Giant is running on Broadway at the Music Box Theatre.
See: Dog Day Afternoon
Read: The Boys in the Bank
The film version of Dog Day Afternoon is based on the Life magazine article "The Boys in the Bank" by P. F. Kluge and Thomas Moore, which is about the real-life 1972 Brooklyn bank robbery by John Wojtowicz and Salvatore Naturile.
Dog Day Afternoon is running on Broadway at the August Wilson Theatre.
See: Cats: The Jellicle Ball
Read: Old Possum's Book of Practical Cats
The inspiration for the iconic musical Cats, T. S. Eliot's classic and delightful collection of poetry about cats, with whimsical illustrations by Edward Gorey. These playful verses by a celebrated poet have delighted readers and cat lovers around the world since they were gathered for publication in 1939. The book is a curious and artful homage to felines young and old, merry and fierce, small and unmistakably round. Also includes Edward Gorey's charming pen and ink illustrations. Gorey gives a fresh intepretation of "Mr. Mistoffelees," "Growltiger," "The Rum Tum Tugger," "Bustopher Jones," "Skimbleshanks," "Macavity: the Mystery Cat," and a variety of other memorable feline strays all of whom have been brought to life on the stage in the hit musical Cats.
Cats: The Jellicle Ball is running on Broadway at the Broadhurst Theatre.
See: Death of a Salesman
Read: The works of Arthur Miller
Ever since it was first performed in 1949, Death of a Salesman has been recognized as a milestone of the American theater. In the person of Willy Loman, the aging, failing salesman who makes his living riding on a smile and a shoeshine, Arthur Miller redefined the tragic hero as a man whose dreams are at once insupportably vast and dangerously insubstantial. He has given us a figure whose name has become a symbol for a kind of majestic grandiosity—and a play that compresses epic extremes of humor and anguish, promise and loss, between the four walls of an American living room. Among Miller's other popular plays are All My Sons (1947), The Crucible (1953), and A View from the Bridge (1955).
Death of a Salesman is running on Broadway at the Winter Garden Theatre.
See: Beaches
Read: Beaches
Loudmouthed, redheaded Cee Cee Bloom has her sights set on Hollywood. Bertie White, quiet and conservative, dreams of getting married and having children. In 1951, their childhood worlds collide in Atlantic City. Keeping in touch as pen pals, they reunite over the years . . . always near the ocean. Powerful and moving, this novel follows Cee Cee and Bertie's extraordinary friendship over the course of thirty years as they transform from adolescents into adults.
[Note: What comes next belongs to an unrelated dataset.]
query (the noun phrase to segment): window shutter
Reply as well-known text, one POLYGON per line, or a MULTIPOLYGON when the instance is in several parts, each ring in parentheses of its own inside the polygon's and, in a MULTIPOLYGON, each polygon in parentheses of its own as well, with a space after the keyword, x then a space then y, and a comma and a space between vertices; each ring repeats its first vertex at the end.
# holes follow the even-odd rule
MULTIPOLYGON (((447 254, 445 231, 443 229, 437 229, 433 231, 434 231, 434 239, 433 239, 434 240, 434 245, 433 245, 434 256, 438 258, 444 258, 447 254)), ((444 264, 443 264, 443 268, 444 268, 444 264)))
As they take divergent paths in life, they experience marriage and motherhood, triumph and heartbreak, and a beautiful friendship that stands the test of time. A bestselling novel that became a hugely successful film, Beaches is funny, heartbreaking, and a tale that should be a part of every woman's library.
Beaches is running on Broadway at the Majestic Theatre.
See: Joe Turner's Come and Gone
Read: The works of August Wilson
When Harold Loomis arrives at a black Pittsburgh boardinghouse after seven years' impressed labor on Joe Turner's chain gang, he is a free man—in body. But the scars of his enslavement and a sense of inescapable alienation oppress his spirit still, and the seemingly hospitable rooming house seethes with tension and distrust in the presence of this tormented stranger. Loomis is looking for the wife he left behind, believing that she can help him reclaim his old identity. But through his encounters with the other residents he begins to realize that what he really seeks is his rightful place in a new world—and it will take more than the skill of the local “People Finder” to discover it.
Joe Turner's Come and Gone is running on Broadway at the Ethel Barrymore Theatre.